A qualitative review of tobacco research related to public and structural stigma.

An informed dialog on the role of denormalization and/or stigma in tobacco control requires data. The purpose of this review is to summarize current research on public stigma and structural sources of stigma (such as policies and regulations). We conducted a systematic search of the literature in 2015. Multiple reviewers screened studies for eligibility. Inclusion criteria included: having tobacco-related stigma as a major focus; presenting original data; publication in peer-reviewed journals. Twenty-six of 325 articles met criteria for review. One reviewer tabulated study approach/design, country, population studied, number of participants, and definition of stigma used. Multiple reviewers categorized articles by type of stigma examined. Our review found that some smokers experience self-stigma such as self-loathing and shame as a result of public stigma. The few studies on structural interventions suggest that they affect some smokers in counterproductive ways, such as eliciting defiance and/or prompting public and self-stigma. Definitions of stigma, outcome measures, and study designs varied widely across studies. Public stigma occurs, resulting in positive responses such as quit attempts but also counterproductive responses. Importantly, no studies examine stigma-related impact of newer structural interventions, such as higher insurance premiums or worksite policies to employ only nonsmokers.

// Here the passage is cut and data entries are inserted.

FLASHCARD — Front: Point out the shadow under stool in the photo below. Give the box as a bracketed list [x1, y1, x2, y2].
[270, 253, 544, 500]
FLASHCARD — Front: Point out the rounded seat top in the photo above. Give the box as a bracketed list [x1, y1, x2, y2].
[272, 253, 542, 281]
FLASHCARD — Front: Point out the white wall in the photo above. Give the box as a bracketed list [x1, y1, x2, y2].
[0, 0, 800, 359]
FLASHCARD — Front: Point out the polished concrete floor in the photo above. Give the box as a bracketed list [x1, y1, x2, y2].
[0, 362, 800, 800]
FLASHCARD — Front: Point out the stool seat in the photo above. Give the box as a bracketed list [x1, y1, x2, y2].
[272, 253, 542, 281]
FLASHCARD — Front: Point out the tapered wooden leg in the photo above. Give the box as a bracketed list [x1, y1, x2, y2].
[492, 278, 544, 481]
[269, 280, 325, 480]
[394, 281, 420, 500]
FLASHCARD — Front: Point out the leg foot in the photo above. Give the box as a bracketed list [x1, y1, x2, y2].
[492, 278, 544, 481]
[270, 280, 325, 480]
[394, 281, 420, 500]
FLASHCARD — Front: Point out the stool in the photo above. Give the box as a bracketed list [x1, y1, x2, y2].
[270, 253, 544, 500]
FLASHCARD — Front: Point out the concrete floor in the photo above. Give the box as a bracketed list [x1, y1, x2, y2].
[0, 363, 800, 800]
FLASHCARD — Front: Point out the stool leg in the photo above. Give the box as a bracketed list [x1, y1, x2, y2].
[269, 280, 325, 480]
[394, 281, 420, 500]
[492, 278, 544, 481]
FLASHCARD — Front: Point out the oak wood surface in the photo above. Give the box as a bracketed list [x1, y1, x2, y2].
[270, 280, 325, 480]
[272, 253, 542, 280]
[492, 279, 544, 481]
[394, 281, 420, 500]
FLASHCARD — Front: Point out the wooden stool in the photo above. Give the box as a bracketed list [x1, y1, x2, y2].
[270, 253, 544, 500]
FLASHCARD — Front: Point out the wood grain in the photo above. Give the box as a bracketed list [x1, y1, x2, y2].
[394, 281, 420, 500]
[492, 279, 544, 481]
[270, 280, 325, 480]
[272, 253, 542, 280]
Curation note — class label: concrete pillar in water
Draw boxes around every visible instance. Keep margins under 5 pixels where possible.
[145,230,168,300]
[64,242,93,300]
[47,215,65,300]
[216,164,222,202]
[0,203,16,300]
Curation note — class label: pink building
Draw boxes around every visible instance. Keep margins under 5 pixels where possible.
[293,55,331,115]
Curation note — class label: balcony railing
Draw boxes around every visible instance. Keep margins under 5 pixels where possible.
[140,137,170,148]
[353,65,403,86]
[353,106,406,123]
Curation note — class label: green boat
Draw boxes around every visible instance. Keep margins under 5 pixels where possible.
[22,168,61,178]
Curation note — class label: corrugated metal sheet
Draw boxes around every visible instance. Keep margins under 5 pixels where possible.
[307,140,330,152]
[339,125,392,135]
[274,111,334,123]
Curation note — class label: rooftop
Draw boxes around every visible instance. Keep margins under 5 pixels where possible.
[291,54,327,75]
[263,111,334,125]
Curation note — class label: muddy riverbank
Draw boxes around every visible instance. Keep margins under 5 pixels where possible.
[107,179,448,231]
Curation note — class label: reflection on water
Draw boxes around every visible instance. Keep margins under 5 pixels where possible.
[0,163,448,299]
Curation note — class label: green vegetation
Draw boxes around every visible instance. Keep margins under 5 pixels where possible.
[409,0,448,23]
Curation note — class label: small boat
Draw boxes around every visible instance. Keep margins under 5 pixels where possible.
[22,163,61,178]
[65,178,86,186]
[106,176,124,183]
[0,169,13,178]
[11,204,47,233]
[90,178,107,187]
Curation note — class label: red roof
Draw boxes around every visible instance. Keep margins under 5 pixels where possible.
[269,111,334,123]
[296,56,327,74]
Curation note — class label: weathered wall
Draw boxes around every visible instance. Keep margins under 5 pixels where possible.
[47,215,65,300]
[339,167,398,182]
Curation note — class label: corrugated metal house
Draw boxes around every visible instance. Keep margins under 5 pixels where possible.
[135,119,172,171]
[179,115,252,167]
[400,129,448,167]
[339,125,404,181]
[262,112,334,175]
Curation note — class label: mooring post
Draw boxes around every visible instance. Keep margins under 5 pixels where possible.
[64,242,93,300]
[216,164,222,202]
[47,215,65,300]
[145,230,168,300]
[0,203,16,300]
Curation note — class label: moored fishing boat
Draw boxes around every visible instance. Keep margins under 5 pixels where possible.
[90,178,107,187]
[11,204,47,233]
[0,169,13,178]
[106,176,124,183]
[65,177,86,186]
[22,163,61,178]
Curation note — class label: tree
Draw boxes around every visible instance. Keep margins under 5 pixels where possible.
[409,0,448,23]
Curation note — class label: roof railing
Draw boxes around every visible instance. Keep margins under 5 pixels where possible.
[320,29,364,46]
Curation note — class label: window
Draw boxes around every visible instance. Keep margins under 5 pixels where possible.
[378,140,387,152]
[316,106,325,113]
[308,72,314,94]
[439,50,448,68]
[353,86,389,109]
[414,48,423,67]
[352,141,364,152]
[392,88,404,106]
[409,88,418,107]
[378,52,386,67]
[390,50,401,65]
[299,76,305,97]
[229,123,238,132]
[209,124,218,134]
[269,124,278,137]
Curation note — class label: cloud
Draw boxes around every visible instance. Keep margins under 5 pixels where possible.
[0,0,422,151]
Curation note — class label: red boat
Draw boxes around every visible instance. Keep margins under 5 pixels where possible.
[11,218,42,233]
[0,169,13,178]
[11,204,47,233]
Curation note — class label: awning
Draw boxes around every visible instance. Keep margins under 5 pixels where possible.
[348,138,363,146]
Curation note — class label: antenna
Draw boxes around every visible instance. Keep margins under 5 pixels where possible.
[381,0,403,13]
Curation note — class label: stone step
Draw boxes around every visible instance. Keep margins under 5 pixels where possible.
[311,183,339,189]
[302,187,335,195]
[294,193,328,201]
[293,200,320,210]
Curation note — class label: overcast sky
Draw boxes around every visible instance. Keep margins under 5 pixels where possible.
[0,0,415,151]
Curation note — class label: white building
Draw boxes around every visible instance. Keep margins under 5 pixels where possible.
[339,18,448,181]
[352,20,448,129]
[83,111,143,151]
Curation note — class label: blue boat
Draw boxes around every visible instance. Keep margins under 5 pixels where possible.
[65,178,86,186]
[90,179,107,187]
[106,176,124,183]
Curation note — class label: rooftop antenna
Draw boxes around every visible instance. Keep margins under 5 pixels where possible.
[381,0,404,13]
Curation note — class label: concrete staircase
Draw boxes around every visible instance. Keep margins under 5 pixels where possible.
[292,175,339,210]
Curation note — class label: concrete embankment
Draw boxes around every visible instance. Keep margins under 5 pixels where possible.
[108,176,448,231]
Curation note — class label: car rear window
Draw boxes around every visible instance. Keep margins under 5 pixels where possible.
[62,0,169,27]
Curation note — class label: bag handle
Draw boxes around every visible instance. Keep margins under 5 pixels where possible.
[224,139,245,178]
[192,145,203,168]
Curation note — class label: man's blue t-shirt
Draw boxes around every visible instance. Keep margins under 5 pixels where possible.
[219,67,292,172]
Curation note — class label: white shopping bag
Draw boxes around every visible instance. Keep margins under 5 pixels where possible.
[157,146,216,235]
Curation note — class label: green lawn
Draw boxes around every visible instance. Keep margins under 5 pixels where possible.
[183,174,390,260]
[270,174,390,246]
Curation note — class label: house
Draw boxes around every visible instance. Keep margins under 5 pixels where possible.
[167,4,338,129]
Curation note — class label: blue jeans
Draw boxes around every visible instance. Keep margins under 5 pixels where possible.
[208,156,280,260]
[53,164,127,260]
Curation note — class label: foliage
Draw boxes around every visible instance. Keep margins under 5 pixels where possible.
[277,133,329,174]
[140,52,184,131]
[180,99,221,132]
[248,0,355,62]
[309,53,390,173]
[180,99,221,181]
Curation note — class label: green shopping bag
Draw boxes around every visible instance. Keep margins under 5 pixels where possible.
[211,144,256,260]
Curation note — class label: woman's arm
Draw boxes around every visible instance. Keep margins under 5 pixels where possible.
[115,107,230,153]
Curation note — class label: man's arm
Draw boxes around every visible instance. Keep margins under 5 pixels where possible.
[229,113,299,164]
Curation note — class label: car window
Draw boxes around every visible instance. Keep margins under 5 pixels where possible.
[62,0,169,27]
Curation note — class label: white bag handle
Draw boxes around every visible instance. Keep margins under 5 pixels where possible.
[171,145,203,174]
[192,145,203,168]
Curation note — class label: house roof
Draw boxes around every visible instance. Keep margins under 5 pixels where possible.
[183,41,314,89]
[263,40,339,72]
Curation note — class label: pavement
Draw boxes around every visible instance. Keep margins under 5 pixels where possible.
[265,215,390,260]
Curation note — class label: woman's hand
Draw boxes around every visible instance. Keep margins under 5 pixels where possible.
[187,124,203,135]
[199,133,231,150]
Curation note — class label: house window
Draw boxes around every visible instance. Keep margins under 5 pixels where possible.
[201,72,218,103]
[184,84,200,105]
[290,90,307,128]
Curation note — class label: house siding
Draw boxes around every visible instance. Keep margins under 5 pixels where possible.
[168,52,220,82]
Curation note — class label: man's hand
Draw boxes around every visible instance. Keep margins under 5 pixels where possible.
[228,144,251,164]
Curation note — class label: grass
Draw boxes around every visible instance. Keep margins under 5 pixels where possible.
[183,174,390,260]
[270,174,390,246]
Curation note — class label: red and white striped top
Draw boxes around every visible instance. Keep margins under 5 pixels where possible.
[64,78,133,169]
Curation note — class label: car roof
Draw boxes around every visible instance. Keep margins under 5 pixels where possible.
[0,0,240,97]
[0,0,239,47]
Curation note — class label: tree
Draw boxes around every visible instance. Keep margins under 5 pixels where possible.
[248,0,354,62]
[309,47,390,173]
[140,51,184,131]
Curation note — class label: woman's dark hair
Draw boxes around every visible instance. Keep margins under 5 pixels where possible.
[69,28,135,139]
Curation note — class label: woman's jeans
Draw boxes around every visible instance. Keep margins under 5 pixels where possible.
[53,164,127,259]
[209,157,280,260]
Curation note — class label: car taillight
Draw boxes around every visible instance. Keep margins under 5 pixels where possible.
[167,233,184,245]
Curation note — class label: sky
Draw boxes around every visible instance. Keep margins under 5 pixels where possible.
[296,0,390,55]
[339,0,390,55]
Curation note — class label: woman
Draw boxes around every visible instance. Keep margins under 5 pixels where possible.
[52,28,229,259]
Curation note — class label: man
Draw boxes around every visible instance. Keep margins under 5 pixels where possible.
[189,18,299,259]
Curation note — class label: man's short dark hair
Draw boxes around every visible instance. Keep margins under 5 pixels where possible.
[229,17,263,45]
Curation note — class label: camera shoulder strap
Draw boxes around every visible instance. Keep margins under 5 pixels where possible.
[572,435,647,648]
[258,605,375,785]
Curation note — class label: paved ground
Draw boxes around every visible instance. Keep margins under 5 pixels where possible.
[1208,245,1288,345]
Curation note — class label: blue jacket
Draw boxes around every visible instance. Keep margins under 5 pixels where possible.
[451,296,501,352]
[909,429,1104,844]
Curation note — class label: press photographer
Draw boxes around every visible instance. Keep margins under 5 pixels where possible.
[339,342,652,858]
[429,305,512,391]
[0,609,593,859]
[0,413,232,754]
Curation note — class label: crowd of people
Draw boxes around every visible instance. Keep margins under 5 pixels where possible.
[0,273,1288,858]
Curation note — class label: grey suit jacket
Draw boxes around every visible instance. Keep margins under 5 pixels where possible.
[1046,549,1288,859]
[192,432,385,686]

To advance the field, it will be critical to pinpoint whether, when, and how denormalization becomes stigmatization. Employing common theories, definitions, and outcome measures could enhance research generalizability. Removing the stigmatizing aspects of existing approaches, and creating new interventions that avoid stigmatizing smokers, may help further enhance the reach and effectiveness of tobacco control. (PsycINFO Database Record (c) 2018 APA, all rights reserved)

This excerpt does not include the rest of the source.